Además de la fase de extracción de minerales, el ciclo de vida de un producto electrónico está formado por otras fases con altos impactos sociales y medioambientales. La fase de fabricación y ensamblaje llevada a cabo mayoritariamente en el sureste asiático y México, conlleva una situación de abusos laborales en la cadena de producción alarmante. Las condiciones en las que trabajan muchas de las subcontratas de fabricantes de productos electrónicos (muchos de ellos altamente conocidos) llega a unos puntos en el que el ansia de seguir bajando el coste de los productos pone en riesgo la salud de las personas que trabajan en estas fábricas, además de la violación de sus derechos humanos y la contaminación del medio. Todo ello es consecuencia de una falta de regulación estricta y de auditorías para el cumplimiento de una serie de medidas que garanticen que se reduzcan al mínimo de la fase de fabricación.

Por otro lado la fase de fin de vida de un producto electrónico se ve reflejado en la duración de nuestros dispositivos electrónicos. El conocido concepto de “obsolescencia programada” esta generando un debate entre ética y consumismo, promoviendo que los consumidores tengamos que replantearnos qué hacer con nuestros aparatos cuando dejan de funcionar. Hoy en día, la reparación para su reutilización es una opción en algunos casos difícil y costosa. Y el reciclaje no siempre llega a su fin como motivo de los continuados robos en puntos limpios y la gestión ilegal de residuos. Actualmente se están exportando gran parte de estos residuos a países en vías de desarrollo como Ghana donde auténticas ciudades vertedero reflejan el grave incumplimiento del Convenio de Basilea. Todo ello sumado a la competencia desleal de los fabricantes que no se responsabilizan de la gestión de sus productos al final de su vida útil.

Consecuentemente los consumidores tenemos el poder de ser los protagonistas de la fase de uso de los productos electrónicos, y tomar las decisiones oportunas para usar estos productos de la manera más responsable posible, pudiendo además demandar que se cumplan una serie de requisitos que hagan que este sector empiece a tomar de una vez un rumbo diferente.

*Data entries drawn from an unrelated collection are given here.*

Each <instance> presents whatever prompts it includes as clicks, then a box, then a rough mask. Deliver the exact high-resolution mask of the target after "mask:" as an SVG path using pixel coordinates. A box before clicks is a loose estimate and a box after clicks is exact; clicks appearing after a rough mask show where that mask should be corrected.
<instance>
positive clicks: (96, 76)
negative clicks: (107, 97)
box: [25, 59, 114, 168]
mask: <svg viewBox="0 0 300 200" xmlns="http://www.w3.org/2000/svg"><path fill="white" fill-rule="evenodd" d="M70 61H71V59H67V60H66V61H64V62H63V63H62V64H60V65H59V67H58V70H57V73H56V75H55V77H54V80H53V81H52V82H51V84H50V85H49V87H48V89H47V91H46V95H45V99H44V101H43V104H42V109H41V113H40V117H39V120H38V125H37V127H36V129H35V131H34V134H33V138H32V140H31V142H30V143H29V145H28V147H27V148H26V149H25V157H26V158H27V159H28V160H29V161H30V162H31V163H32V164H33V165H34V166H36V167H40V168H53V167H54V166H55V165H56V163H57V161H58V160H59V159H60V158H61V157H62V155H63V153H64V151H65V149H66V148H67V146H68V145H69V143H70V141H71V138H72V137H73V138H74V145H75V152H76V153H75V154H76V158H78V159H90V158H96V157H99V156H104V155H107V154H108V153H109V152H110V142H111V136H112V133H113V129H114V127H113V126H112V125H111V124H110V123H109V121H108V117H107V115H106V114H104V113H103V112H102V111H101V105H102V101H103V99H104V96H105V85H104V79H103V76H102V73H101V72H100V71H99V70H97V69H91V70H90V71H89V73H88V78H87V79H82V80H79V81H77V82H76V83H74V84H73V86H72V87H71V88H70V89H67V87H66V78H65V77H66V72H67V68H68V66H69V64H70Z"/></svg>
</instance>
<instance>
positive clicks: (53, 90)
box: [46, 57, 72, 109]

El primer paso para ello es informarse. Por ello desde Ingeniería Sin Fronteras y Carro de Combate llevamos unos años trabajando en dar a conocer la problemática asociada con la industria electrónica. Desde el grupo de Electrónica Ética se están llevando a cabo tareas de investigación, sensibilización e incidencia sobre las principales fases del ciclo de vida de un producto electrónico mencionadas anteriormente. Como fruto de este trabajo de sensibilización se ha realizado un pequeño vídeo de animación que recorre estas principales fases del ciclo de vida, mostrando la problemática asociada en cada una de ellas. Es necesario destacar que el vídeo ha sido elaborado gracias a la colaboración del Área de Cooperación al Desarrollo de la Universidad de Valladolid.